Shots fired! Shots fired! *brings out popcorn*

It turned out that they weren’t really fighting.   Whoops, sorry, my mistake.  It just seemed like a legit fight.  By the way, it’s 1 am and I’m writing this while I’m a little intoxicated, so maybe that’s why I feel so strongly about what happened.

Anyway highway, despite being an epal to their private joke, I really didn’t feel bad for saying what I said.   Why, gulay?  Although my sense of humor has a broad spectrum, that joke was of poor taste.   Come on, mamon, it’s almost as taboo as joking with a black guy about slavery.

Apparently, alcohol makes me rhyme in the worst way ever.  I wonder if Eminem started this way?   It would be cool to be the Filipino who looked Chinese and rapped like JayZ.  United Colors of Benetton ang peg. Aaaand I’ve gone off topic.

C’mon, as much as there is so much to hate about the Filipino culture, I’ll be the first to defend it from some foreigner.  American, Chinese, or whatever, put ‘em up, bitch.  Wag lang Russian, them batak people will probably kill me with one arm.

 First, it was made during Independence Day.  (Technically, Independence Day happened on the 4th, but whatever) Hello, it’s the day the Philippines finally lost its training wheels.  Personally though, I would want those training wheels put back on because we’re taking care of this country just as bad as Justin Bieber’s way of taking care of his reputation.

Second, it's on social media.  Distasteful things like that shouldn't be shared for the whole world to see, much like those trending "after sex" selfies.

Third, a maid is a maid; that’s a fact.  However, why would one use it in a demeaning manner?   Joking or not, it’s unacceptable.

No one wants to be a maid.  It’s a very humble position in society, with low pay, and most of the time, under less than desirable working conditions.  You know what else it is? It’s also honest work... Unless you’re one of those maids who steal from their employer or help set up scams, then you have my permission to die.

 Obviously, the reason one would turn to such employment is because they have no other employable skill set.  They have a choice of either mag-ligpit sila ng kama, or humiga sila sa kama.  This misfortune is brought about by lack of education, which in turn was brought about by poverty (most of the time. Sometimes ayaw lang mag-aral)

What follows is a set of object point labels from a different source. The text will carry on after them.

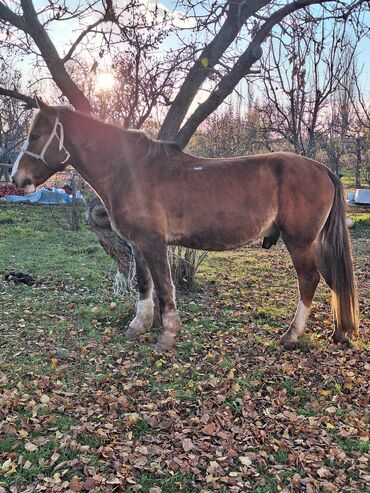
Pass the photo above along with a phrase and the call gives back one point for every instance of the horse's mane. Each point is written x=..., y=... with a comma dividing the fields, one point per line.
x=155, y=148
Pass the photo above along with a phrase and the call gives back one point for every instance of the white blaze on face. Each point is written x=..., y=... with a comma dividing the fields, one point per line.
x=17, y=161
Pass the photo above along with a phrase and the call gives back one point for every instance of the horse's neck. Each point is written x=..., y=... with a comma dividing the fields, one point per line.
x=95, y=146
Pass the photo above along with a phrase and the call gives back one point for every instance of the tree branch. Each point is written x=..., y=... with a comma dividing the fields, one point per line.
x=30, y=102
x=238, y=12
x=240, y=69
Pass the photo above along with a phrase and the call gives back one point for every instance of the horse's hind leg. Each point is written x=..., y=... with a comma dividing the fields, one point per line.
x=145, y=308
x=308, y=279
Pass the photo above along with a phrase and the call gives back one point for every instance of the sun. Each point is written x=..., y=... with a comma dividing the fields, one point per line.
x=105, y=81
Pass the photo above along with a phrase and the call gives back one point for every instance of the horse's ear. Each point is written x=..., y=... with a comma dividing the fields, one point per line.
x=44, y=108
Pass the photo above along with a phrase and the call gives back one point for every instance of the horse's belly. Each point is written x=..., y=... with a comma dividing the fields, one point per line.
x=212, y=238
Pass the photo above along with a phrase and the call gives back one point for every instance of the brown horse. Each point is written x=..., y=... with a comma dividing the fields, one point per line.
x=157, y=195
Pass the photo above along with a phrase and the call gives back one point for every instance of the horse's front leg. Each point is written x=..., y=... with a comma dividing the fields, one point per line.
x=143, y=320
x=154, y=250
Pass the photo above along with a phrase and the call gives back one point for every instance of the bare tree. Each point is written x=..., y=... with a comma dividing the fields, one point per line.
x=301, y=73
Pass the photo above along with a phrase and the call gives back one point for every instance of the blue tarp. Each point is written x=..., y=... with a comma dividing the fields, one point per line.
x=54, y=196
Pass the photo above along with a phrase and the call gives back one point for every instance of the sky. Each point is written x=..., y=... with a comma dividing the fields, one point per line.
x=62, y=38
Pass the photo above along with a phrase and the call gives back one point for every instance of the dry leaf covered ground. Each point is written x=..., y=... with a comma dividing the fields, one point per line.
x=83, y=409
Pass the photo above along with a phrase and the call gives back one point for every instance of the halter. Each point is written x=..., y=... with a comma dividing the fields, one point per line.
x=47, y=144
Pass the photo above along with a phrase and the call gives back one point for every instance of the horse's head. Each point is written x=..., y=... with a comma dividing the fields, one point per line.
x=43, y=153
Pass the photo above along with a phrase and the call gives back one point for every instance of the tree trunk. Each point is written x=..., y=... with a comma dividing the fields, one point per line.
x=358, y=162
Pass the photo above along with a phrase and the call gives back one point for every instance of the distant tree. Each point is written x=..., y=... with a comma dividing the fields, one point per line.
x=229, y=133
x=301, y=72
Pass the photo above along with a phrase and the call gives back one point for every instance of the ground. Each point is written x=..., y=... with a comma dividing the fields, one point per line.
x=83, y=409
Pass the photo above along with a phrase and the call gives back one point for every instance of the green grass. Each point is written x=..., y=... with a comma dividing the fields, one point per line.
x=229, y=386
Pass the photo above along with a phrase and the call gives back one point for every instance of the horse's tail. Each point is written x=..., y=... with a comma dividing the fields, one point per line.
x=337, y=264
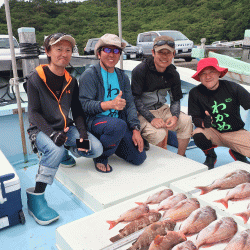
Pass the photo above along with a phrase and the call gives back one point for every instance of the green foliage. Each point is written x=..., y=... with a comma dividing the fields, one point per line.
x=212, y=19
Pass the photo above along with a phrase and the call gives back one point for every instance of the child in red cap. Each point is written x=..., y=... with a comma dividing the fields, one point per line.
x=215, y=109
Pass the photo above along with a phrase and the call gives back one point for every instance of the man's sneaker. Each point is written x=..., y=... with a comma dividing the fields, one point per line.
x=146, y=144
x=210, y=162
x=238, y=157
x=69, y=163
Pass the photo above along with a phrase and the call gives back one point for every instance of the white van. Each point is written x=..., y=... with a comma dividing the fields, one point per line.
x=183, y=46
x=5, y=46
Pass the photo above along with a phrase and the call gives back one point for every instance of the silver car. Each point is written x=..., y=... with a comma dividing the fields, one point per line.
x=129, y=52
x=183, y=46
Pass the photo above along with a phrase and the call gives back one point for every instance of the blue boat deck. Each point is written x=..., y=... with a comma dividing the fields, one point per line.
x=33, y=236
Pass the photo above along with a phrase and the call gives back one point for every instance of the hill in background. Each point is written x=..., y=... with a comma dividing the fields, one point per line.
x=212, y=19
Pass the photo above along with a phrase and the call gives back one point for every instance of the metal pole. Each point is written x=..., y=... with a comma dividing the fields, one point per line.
x=120, y=28
x=13, y=59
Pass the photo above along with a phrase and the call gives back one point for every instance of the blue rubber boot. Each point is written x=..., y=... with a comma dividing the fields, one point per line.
x=69, y=162
x=38, y=208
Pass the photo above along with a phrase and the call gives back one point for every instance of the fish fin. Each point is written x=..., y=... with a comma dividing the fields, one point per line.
x=115, y=238
x=158, y=239
x=182, y=235
x=112, y=223
x=204, y=190
x=223, y=202
x=244, y=216
x=139, y=203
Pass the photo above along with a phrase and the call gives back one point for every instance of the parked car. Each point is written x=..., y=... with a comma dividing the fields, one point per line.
x=130, y=51
x=5, y=45
x=183, y=46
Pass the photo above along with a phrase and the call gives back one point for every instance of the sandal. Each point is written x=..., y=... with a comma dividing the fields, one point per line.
x=99, y=170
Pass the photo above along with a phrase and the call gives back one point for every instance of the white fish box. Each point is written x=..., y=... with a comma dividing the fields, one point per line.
x=92, y=232
x=161, y=168
x=188, y=185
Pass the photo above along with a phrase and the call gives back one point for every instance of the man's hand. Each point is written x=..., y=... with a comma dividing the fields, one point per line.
x=82, y=149
x=158, y=123
x=137, y=139
x=119, y=103
x=59, y=137
x=171, y=122
x=207, y=122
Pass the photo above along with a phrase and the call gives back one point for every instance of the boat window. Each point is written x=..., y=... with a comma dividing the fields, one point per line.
x=176, y=35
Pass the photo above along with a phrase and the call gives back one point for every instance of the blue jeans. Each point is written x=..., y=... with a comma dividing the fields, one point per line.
x=116, y=138
x=53, y=155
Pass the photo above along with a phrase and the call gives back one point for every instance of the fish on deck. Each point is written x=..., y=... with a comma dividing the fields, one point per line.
x=217, y=231
x=230, y=180
x=242, y=191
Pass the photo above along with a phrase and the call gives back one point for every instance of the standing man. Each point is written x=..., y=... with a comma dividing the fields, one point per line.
x=215, y=109
x=151, y=81
x=106, y=98
x=52, y=94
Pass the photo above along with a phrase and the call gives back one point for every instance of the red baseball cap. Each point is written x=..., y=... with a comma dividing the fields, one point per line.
x=209, y=62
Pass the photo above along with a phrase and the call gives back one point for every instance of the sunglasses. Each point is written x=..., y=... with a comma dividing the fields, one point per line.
x=108, y=50
x=163, y=42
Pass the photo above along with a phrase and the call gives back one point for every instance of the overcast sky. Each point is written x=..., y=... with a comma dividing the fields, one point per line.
x=2, y=1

Our economic status in life is often dictated by a shuffle of the cards: The lucky ones get born with a silver spoon, while the unlucky ones get a spork na napulot sa kalye.  So why would you ridicule someone’s lowly status in life to which he or she had no hand in?

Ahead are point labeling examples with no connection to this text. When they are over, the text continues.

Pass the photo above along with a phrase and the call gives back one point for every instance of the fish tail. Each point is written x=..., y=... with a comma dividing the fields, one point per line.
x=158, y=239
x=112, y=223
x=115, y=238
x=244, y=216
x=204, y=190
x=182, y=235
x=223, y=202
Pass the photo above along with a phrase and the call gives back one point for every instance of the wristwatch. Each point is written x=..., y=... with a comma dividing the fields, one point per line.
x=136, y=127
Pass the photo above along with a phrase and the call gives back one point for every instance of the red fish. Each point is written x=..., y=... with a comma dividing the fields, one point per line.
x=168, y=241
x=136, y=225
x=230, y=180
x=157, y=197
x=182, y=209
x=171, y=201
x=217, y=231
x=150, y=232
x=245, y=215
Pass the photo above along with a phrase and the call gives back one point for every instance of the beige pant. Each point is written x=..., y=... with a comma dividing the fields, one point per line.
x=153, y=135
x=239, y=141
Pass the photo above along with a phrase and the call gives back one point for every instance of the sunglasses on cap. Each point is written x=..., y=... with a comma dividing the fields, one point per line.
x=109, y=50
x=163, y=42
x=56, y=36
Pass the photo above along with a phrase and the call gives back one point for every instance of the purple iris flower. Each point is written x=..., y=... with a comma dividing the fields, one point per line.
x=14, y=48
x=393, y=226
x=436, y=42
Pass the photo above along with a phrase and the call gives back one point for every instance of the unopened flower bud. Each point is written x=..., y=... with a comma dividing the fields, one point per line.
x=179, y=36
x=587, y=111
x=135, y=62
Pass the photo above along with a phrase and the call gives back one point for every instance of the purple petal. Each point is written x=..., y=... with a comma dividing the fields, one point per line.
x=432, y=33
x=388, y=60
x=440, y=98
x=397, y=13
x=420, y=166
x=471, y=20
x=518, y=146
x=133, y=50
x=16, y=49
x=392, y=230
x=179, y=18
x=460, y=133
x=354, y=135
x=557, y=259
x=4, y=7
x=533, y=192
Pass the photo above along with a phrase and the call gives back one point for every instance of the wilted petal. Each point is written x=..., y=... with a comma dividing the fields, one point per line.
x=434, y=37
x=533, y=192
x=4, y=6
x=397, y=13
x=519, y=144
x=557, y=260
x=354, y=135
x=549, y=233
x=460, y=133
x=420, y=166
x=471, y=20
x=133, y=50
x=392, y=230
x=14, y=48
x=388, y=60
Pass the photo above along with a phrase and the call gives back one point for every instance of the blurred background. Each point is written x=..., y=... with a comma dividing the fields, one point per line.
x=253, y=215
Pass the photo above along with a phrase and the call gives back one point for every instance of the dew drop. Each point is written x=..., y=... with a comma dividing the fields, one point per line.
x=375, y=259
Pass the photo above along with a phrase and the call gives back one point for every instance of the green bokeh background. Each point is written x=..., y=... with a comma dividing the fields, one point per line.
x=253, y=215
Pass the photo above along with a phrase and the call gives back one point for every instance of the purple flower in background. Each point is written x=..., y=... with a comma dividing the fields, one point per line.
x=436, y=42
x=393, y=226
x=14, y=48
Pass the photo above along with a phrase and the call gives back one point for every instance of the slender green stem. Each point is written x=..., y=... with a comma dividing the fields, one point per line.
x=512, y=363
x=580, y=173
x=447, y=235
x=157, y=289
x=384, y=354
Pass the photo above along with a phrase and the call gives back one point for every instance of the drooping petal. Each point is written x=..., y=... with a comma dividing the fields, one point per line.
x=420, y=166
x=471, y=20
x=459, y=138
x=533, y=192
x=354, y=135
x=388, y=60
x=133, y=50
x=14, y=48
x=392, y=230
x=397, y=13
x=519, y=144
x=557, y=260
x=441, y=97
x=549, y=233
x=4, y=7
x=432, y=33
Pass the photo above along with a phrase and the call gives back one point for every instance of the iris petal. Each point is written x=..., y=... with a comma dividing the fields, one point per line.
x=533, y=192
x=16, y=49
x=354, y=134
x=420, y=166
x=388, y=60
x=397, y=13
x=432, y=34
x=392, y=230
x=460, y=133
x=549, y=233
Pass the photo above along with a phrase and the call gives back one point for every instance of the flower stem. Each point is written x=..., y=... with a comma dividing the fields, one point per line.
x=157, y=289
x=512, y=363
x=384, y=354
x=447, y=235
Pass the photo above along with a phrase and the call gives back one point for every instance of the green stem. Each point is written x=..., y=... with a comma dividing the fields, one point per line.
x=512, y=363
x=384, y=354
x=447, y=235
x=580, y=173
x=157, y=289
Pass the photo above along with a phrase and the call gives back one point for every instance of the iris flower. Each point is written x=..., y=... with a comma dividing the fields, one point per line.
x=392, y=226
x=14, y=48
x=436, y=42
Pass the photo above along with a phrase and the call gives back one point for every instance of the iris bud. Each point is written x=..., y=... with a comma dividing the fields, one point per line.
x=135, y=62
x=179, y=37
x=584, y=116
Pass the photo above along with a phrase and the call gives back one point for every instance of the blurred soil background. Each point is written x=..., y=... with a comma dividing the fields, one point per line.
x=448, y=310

I admit that I will probably never see things eye to eye with someone who has known true hunger.  I can never claim to understand the people living in poverty.  I even dislike, no wait, hate those who use poverty as a reason for self-entitlement.  (Read my previous post about Jejemons, you’ll get me)  My inability to truly relate to the less privileged however, does not mean I will give them less respect than they deserve.

Let’s go to the other end of the spectrum and compare a position filled with fame, money and power; would you say that being a Senator in the Philippines is a more honorable position deserving utmost respect?  True, you’d have a better life, but at what cost?  I’d rather be related to someone’s manang, rather than Senator Revilla.   That guy…  he deserves a rant totally dedicated to him.    He should stick to making those horrible panday movies.  Sir, I’ve seen your biceps and the contents of your brain… I am not impressed by either; both are just full of fat.

 To whoever wrote his privilege speech, please stop wasting tax payers’ money and die now.   The logic in his monologue was basically: “Don’t go after me because you have other problems” Sonuvagun, his corruption (and the other Congressmen) is the source of all those other problems.   Please commit hara-kiri already.  I shall watch with the same enthusiasm of a 5 year old kid and even do a selfie so I can post on Instagram and have a million likes so I can be famous and run for a position of power so I can save this country.

So to individuals who choose to disrespect and use as basis for ridicule those who clean toilets, or those who drive around some rich person, or those who wait tables, I would like to send a virtual karate chop to your balls.  Stop this doucheyness now, there are just some things you shouldn’t joke about.